I am attending the New Media Consortium (NMC) Conference at Princeton University today and tomorrow (Thursday June 12- Friday June 13) and am giving a talk tomorrow with three of my favorite colleagues at Duke. Currently I am sitting in a morning session hosted by Susan Barnes and Stephen Jacobs of RIT discussing LMSs and social media. A special focus was shared on the formation, identification, and communication of student identity and its role in educational media, specifically LMSs.
Stephen and Susan posed an interesting question to the audience as to how students construct and communicate their identities to others. The answers tended to focus within contexts, ignoring the wholistic nature of computing contexts and what a student’s presence or absence form those contexts communicates to others. If we have backend access to Facebook or an LMS we can certainly build a model of what a student is like, at least to some extent.
What is absent or tacit, and yet what may be most telling about a student about their identities, hwo they contruct them, and how they communicate them, is the presence/absence of students from multiple web contexts. What sites do they use? What don’t they use? How much do they even use the web? How long were they members (or active members) at sites? What years? Were they late-comers to MySpace? Are they students not on Facebook?

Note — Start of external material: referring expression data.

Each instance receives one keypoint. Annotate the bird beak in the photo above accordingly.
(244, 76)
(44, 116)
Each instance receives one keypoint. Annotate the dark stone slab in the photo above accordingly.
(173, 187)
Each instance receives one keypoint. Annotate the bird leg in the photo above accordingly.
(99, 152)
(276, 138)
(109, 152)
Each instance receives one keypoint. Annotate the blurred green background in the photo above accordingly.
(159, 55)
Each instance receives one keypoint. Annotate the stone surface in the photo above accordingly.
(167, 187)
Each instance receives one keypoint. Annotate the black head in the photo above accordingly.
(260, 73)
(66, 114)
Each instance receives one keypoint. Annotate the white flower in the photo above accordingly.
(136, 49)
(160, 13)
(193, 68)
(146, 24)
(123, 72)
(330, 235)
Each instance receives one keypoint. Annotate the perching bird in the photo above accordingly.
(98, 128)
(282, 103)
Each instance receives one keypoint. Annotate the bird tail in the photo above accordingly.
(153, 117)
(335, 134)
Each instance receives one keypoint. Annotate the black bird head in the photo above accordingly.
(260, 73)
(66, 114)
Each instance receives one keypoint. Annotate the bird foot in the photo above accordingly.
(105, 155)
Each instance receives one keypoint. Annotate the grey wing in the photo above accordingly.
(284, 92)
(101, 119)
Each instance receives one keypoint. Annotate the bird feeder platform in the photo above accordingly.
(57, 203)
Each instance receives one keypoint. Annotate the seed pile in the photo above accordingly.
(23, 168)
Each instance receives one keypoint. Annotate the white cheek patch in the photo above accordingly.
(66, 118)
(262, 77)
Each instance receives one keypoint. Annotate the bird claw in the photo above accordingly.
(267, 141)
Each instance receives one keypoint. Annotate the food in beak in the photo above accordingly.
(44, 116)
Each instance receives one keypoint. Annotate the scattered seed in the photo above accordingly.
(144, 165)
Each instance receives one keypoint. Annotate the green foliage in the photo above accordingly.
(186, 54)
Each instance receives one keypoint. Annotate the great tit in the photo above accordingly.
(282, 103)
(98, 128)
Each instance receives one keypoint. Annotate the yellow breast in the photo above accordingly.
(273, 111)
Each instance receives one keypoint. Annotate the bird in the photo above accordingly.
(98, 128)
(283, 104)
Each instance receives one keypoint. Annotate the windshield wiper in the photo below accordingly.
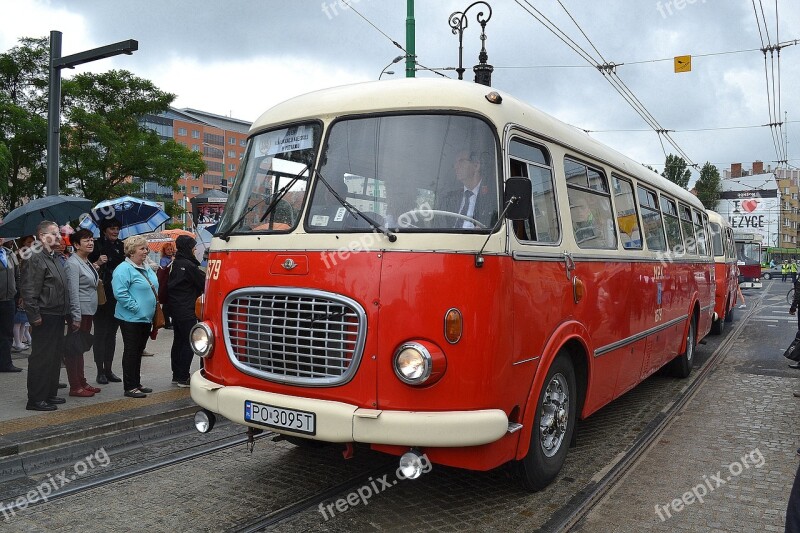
(355, 211)
(275, 198)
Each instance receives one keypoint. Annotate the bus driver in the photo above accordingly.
(476, 199)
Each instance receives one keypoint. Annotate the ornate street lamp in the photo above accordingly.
(458, 23)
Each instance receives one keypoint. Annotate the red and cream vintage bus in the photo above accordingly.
(431, 267)
(727, 276)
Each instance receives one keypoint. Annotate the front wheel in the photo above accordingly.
(552, 429)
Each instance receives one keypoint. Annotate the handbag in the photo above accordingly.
(158, 315)
(101, 293)
(793, 351)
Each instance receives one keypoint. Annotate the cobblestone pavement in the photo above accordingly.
(221, 490)
(745, 408)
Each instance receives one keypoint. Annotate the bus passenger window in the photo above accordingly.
(651, 220)
(688, 229)
(673, 225)
(533, 162)
(590, 207)
(627, 219)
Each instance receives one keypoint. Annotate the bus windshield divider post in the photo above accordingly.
(479, 256)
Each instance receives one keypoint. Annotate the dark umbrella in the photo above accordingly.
(60, 209)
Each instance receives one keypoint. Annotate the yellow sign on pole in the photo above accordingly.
(683, 64)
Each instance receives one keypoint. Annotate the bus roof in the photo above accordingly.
(430, 94)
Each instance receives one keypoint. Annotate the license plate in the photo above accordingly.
(280, 417)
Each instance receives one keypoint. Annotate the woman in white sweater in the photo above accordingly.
(82, 280)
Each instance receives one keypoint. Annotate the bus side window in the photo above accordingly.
(651, 220)
(689, 237)
(532, 161)
(590, 206)
(627, 218)
(672, 224)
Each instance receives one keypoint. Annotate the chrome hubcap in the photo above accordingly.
(554, 418)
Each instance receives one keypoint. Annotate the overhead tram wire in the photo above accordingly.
(609, 73)
(398, 45)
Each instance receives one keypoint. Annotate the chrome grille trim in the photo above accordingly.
(294, 336)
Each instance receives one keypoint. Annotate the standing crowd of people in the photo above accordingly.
(76, 301)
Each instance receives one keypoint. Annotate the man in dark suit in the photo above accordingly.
(477, 197)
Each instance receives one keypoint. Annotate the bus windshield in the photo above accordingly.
(275, 171)
(407, 173)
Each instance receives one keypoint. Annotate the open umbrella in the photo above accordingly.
(60, 209)
(136, 216)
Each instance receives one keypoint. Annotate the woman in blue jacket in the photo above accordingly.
(135, 288)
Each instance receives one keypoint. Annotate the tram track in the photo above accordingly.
(571, 514)
(79, 485)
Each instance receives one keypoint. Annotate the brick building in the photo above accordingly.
(220, 139)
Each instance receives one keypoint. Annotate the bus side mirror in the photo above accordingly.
(519, 190)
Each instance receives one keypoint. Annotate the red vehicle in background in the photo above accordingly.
(724, 251)
(748, 259)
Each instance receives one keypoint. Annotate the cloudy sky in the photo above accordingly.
(239, 57)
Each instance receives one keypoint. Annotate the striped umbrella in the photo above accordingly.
(136, 216)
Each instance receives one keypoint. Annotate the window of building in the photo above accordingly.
(590, 206)
(531, 161)
(651, 219)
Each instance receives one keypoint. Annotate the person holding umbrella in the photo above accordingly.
(107, 255)
(9, 281)
(186, 283)
(45, 297)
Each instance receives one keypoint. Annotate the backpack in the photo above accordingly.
(162, 275)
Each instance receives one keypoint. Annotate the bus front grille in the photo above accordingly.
(294, 336)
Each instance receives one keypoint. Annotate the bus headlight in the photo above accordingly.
(201, 339)
(418, 363)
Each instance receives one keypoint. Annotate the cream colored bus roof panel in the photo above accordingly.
(429, 94)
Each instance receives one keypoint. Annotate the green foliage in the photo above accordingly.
(23, 122)
(709, 186)
(676, 170)
(104, 141)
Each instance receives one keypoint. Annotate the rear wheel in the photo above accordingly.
(729, 314)
(553, 426)
(681, 366)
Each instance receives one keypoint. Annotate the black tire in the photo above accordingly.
(718, 326)
(545, 457)
(681, 366)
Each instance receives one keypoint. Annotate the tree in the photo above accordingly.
(105, 144)
(23, 122)
(709, 186)
(676, 171)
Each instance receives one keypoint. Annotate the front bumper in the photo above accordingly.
(342, 422)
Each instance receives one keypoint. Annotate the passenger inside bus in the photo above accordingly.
(476, 198)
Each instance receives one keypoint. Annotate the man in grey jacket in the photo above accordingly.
(9, 281)
(45, 297)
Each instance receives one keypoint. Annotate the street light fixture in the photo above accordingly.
(395, 60)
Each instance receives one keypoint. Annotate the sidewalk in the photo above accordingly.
(22, 430)
(728, 461)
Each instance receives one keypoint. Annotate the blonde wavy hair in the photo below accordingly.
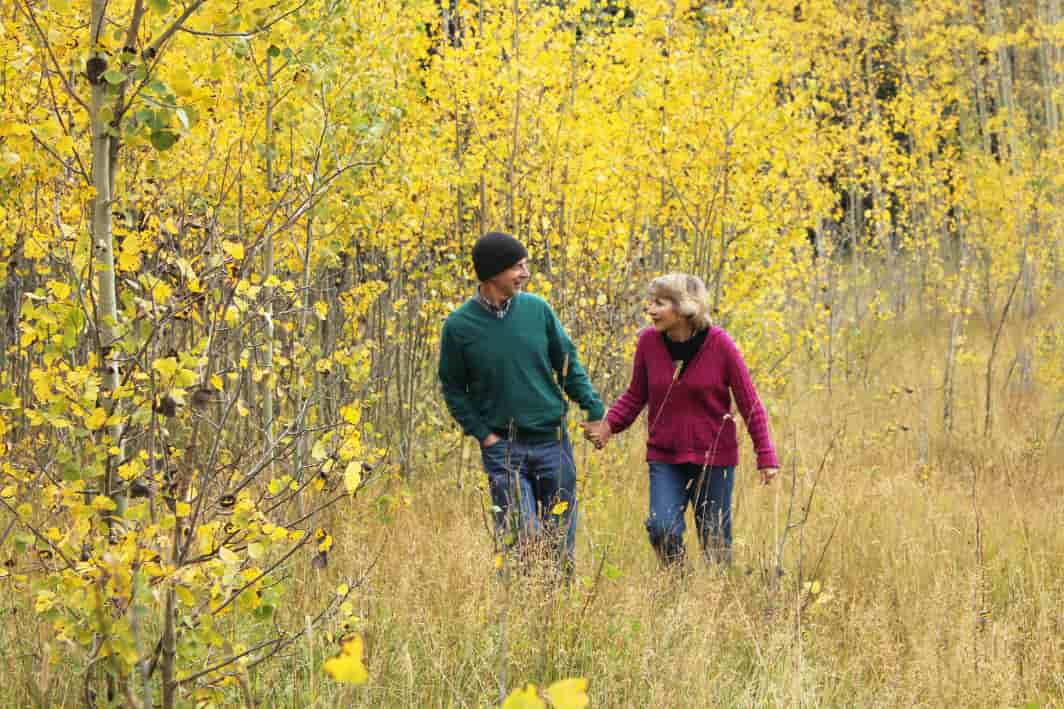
(688, 296)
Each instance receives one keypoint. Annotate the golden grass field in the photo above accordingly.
(928, 572)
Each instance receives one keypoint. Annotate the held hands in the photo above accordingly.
(598, 432)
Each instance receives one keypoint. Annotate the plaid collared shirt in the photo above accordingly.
(498, 311)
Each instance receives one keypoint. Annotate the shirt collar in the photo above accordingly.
(498, 311)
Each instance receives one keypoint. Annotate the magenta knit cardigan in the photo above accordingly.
(694, 424)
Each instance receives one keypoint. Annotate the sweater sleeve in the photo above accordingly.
(574, 378)
(629, 405)
(454, 380)
(749, 405)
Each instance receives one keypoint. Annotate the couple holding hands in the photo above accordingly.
(504, 361)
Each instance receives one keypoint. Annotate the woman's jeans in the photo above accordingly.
(672, 485)
(534, 495)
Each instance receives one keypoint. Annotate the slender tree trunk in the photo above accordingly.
(956, 330)
(977, 82)
(104, 253)
(515, 70)
(1048, 56)
(267, 385)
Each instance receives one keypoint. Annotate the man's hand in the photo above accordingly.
(598, 432)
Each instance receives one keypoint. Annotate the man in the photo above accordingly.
(504, 359)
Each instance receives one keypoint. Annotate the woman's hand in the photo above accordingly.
(598, 432)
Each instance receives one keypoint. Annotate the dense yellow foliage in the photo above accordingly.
(190, 369)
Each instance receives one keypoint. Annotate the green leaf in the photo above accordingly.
(114, 77)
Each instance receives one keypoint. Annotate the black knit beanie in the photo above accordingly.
(494, 252)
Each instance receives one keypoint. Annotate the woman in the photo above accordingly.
(686, 373)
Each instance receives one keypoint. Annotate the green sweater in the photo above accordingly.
(495, 371)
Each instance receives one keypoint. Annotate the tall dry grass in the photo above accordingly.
(916, 571)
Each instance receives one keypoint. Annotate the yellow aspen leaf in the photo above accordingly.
(568, 693)
(348, 666)
(59, 290)
(234, 249)
(161, 292)
(102, 503)
(351, 414)
(166, 366)
(352, 476)
(184, 595)
(525, 698)
(97, 418)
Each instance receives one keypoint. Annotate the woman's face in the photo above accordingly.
(662, 313)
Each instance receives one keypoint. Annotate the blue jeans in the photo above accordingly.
(671, 489)
(528, 481)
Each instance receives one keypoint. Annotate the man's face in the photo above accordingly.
(513, 279)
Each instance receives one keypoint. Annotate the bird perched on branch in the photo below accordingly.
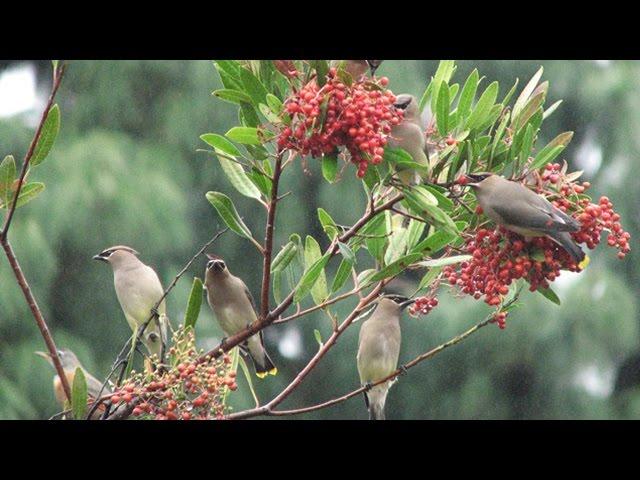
(234, 308)
(409, 135)
(70, 363)
(358, 68)
(521, 210)
(138, 289)
(379, 349)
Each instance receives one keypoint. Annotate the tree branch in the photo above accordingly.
(13, 260)
(268, 319)
(268, 238)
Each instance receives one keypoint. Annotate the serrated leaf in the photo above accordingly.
(482, 110)
(232, 96)
(329, 168)
(309, 278)
(48, 135)
(29, 192)
(284, 257)
(328, 225)
(344, 270)
(244, 135)
(429, 277)
(442, 109)
(7, 177)
(313, 254)
(526, 93)
(468, 94)
(396, 267)
(79, 395)
(193, 304)
(549, 295)
(228, 213)
(443, 262)
(253, 87)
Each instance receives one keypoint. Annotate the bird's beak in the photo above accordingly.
(406, 303)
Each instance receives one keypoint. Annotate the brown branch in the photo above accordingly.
(268, 238)
(59, 72)
(268, 408)
(13, 261)
(267, 320)
(400, 371)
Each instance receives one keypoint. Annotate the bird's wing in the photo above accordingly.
(531, 211)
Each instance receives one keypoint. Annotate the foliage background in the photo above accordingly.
(125, 170)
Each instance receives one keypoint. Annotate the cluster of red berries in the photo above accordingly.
(499, 256)
(188, 389)
(501, 319)
(423, 305)
(358, 117)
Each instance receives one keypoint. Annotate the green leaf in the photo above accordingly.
(218, 142)
(482, 110)
(238, 178)
(328, 225)
(526, 93)
(232, 96)
(344, 270)
(29, 192)
(79, 395)
(443, 262)
(253, 87)
(429, 277)
(468, 94)
(313, 254)
(396, 267)
(244, 135)
(48, 135)
(247, 376)
(309, 278)
(227, 211)
(549, 294)
(193, 304)
(546, 156)
(329, 168)
(284, 257)
(442, 109)
(7, 177)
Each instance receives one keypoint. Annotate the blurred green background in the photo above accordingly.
(125, 170)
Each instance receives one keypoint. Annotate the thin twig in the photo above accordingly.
(13, 260)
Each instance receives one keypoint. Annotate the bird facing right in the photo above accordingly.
(379, 350)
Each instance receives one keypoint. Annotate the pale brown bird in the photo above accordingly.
(70, 363)
(409, 135)
(138, 289)
(234, 308)
(379, 350)
(523, 211)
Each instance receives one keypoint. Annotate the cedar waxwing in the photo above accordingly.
(521, 210)
(358, 68)
(138, 289)
(409, 135)
(379, 349)
(234, 308)
(70, 363)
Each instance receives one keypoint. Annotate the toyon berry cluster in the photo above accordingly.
(357, 116)
(423, 305)
(185, 390)
(500, 256)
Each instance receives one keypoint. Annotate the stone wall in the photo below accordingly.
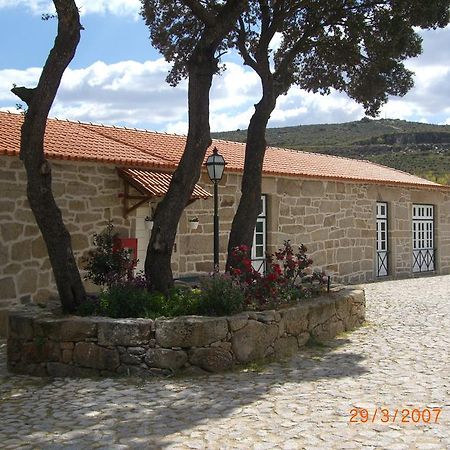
(40, 343)
(87, 195)
(336, 220)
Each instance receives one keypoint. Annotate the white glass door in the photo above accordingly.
(382, 240)
(423, 238)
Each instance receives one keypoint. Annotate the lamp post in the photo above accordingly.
(216, 165)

I think most web users at least have tacit knowledge of this sense of identifying people by identifying the character, location and scope of participation across the whole web: this is why people Google one another. The search results on a person project this sort of finely detailed whole that might tell us most.
Great presentation on social networks in LMSs by Susan and Stephen. I found it useful in part because it leads me to better understand & appreciate the value of person search engines and the creation of sites like ClaimID (http://claimid.org). This knowledge may also be of great help as we move forward with building our MacArthur DML Virtual Conflict Resolution website. Maybe we want to be aware of how we help students manage their identities as complex heterogeneous wholes.
The practical implication is that I may be using a combination of Ning and Moola for the Virtual Conflict Resolution project site. Maybe I will encourage students within the course sites to actually use ClaimID as they traverse their academic years to construct a sort of timeline of their web presences–and absences. Makes me want to apply our (Casey Alt’s) timeline software to ClaimID, or to the Virtual Conflict Resolution site.